Он держал яйцо сверху, прихватив его пальцами правой руки, и эта рука напомнила ему скрюченную куриную ногу.
— Ох, яйца ведь и вправду вредны для здоровья… У меня ведь диабет. А как началось воспаление сетчатки — стала терять зрение…
Но, улыбаясь, осторожно берет яйцо, чуть склоняет голову к плечу. Кончиками пальцев проверяет, на месте ли соль, откусывает добрую половину, набивая рот так, что дышать ей приходится через нос, и смеется. В этот момент она разом похожа и на вполне здорового человека, и на ребенка-дебила, хохочущего с набитым ртом.
— Вкусно… Еще соли, пожалуйста.
Кадзама сыплет соль на надкушенный желток и сам удивляется происходящему: гостиничный служащий в танцевальном зале солит вареное яйцо в руках сумасшедшей старухи. Его токийским друзьям подобное и в самых буйных фантазиях не привидится.
— Ой!
Он услыхал вскрик, понял, что это Мицуко, и в ту самую секунду половинка яйца выскользнула из ее пальцев. Кадзама дернулся, чтобы помочь, но недоеденное яйцо упало на салфетку, расстеленную на коленях, кусок желтка отскочил и покатился по полу. Он смотрел, как Мицуко, словно прислушиваясь, наклонила голову, и тут же чей-то золоченый каблук вонзился в злополучный кусок.
Донесся резкий возглас:
— Что это, что?!
Раздавленный желток налип на каблук, перепачкал воланы, украшавшие платья партнерши. На миг все пары замерли, но вскоре продолжили танцевать, правда чуть медленнее — всем было любопытно узнать, что случилось.
— Гадость! Фу, какая гадость! Что это, откуда?!
Дама задирает подол и принимается очищать каблук. Сквозь чулок виднеется лодыжка и безобразно-черный педикюр. Кадзама отворачивается, потом неожиданно для себя говорит Мицуко:
— Все хорошо.
За ночь снегу навалило почти на метр.

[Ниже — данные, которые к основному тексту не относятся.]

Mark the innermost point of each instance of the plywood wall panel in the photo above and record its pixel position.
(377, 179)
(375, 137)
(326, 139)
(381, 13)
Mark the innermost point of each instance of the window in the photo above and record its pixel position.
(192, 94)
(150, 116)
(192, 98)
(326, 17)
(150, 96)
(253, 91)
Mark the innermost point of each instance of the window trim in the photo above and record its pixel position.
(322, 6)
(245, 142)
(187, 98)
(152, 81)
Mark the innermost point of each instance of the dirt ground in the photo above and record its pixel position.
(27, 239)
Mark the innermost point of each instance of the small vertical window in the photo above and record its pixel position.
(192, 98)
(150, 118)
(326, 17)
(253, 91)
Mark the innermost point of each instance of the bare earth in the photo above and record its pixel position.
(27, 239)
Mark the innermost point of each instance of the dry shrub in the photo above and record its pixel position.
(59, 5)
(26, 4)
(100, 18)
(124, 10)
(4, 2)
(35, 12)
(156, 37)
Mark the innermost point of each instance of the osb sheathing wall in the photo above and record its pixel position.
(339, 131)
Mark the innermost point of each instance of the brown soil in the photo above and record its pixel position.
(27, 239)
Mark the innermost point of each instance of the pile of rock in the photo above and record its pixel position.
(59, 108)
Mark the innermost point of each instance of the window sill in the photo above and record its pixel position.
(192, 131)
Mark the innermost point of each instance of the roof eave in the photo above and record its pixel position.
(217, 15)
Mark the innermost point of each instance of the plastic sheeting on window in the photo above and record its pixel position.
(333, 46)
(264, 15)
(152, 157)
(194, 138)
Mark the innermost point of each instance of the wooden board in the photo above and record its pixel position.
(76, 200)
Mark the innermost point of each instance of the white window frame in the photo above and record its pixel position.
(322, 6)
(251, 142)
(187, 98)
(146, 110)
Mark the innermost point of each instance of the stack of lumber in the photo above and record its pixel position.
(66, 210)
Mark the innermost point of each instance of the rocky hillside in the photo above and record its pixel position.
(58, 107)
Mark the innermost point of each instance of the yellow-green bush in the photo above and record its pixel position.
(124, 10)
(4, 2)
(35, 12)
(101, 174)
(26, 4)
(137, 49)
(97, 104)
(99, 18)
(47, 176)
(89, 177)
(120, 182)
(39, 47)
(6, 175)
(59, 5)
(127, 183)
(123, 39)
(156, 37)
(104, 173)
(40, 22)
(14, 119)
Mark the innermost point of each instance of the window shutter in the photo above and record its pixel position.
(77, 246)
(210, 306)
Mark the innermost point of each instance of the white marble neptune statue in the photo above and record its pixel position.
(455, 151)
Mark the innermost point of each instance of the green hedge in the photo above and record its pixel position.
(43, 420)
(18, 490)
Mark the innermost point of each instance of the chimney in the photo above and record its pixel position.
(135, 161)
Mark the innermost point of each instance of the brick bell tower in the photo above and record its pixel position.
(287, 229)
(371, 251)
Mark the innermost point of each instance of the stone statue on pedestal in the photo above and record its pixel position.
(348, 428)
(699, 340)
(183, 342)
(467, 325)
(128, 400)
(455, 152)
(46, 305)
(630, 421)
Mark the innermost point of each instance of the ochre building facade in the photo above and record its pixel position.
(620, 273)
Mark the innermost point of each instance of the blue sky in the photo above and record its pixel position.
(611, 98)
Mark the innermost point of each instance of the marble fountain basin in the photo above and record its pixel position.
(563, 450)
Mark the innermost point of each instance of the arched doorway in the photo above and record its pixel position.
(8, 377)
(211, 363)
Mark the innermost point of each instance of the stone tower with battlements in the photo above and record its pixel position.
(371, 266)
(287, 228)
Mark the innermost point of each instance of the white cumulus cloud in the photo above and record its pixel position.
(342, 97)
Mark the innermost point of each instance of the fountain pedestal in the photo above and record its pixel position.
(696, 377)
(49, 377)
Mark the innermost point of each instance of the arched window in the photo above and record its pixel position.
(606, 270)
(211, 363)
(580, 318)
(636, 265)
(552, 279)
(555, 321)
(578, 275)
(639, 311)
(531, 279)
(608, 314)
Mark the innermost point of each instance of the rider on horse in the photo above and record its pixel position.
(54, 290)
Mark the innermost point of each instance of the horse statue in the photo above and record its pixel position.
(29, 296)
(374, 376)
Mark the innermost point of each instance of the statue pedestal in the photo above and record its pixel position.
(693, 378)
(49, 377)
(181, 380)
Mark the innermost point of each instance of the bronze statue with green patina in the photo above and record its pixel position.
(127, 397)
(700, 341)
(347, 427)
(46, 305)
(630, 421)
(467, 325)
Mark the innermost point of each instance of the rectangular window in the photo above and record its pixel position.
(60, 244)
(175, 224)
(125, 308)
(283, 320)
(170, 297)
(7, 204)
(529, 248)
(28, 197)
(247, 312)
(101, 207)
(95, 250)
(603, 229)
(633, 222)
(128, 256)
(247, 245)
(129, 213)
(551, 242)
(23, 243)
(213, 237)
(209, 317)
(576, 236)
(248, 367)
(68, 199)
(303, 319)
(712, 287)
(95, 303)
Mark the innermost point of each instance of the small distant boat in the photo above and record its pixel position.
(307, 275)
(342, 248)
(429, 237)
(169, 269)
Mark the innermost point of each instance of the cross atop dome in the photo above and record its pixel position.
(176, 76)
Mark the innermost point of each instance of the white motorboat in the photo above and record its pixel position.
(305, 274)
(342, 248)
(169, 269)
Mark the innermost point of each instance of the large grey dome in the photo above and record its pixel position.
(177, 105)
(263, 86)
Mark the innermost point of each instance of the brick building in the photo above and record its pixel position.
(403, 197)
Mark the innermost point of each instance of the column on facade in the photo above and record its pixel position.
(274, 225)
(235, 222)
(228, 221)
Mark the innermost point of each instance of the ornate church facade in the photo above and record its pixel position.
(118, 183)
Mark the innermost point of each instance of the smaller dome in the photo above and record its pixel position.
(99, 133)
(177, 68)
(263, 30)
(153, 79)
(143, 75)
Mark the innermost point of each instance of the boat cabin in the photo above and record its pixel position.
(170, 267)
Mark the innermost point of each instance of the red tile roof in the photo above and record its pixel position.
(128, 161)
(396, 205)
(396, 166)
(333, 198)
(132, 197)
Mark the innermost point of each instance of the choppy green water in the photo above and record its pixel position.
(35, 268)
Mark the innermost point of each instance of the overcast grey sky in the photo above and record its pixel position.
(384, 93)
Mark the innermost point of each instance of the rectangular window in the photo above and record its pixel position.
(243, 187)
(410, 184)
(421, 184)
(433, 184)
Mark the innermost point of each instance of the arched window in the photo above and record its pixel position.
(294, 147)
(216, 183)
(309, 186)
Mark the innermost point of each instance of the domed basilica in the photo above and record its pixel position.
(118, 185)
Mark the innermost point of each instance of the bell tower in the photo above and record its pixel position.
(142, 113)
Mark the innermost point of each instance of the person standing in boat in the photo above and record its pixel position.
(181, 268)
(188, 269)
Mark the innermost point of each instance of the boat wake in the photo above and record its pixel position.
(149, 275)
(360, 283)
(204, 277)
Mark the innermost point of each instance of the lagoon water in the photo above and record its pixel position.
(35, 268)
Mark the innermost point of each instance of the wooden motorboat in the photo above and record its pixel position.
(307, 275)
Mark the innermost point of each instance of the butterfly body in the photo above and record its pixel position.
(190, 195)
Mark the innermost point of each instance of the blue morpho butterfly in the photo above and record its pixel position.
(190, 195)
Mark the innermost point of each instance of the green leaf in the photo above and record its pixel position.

Видимо, движение по трассе Иваки не возобновится, покуда снегоуборочные машины не расчистят дорогу.
Но Кадзаме пришлось, нацепив на высокие ботинки снегоступы, подняться к источнику. На завтрак опять требовалось множество фирменных яиц. Он уложил сырые яйца в коробку и отправился вверх по заснеженному склону. Вокруг еще царила ночная тьма, только чуть засветлел край горы Окура. Под косую крышу источника намело снеговой сугроб, но горячий пар пробил себе дорогу сквозь подтаявший вокруг горловины источника снег и теперь клубился густым облаком. Соли серной кислоты окрасили красным края проталины. Кадзаме даже померещилось девичье лоно, и он усмехнулся про себя: «Экий вздор лезет в голову!»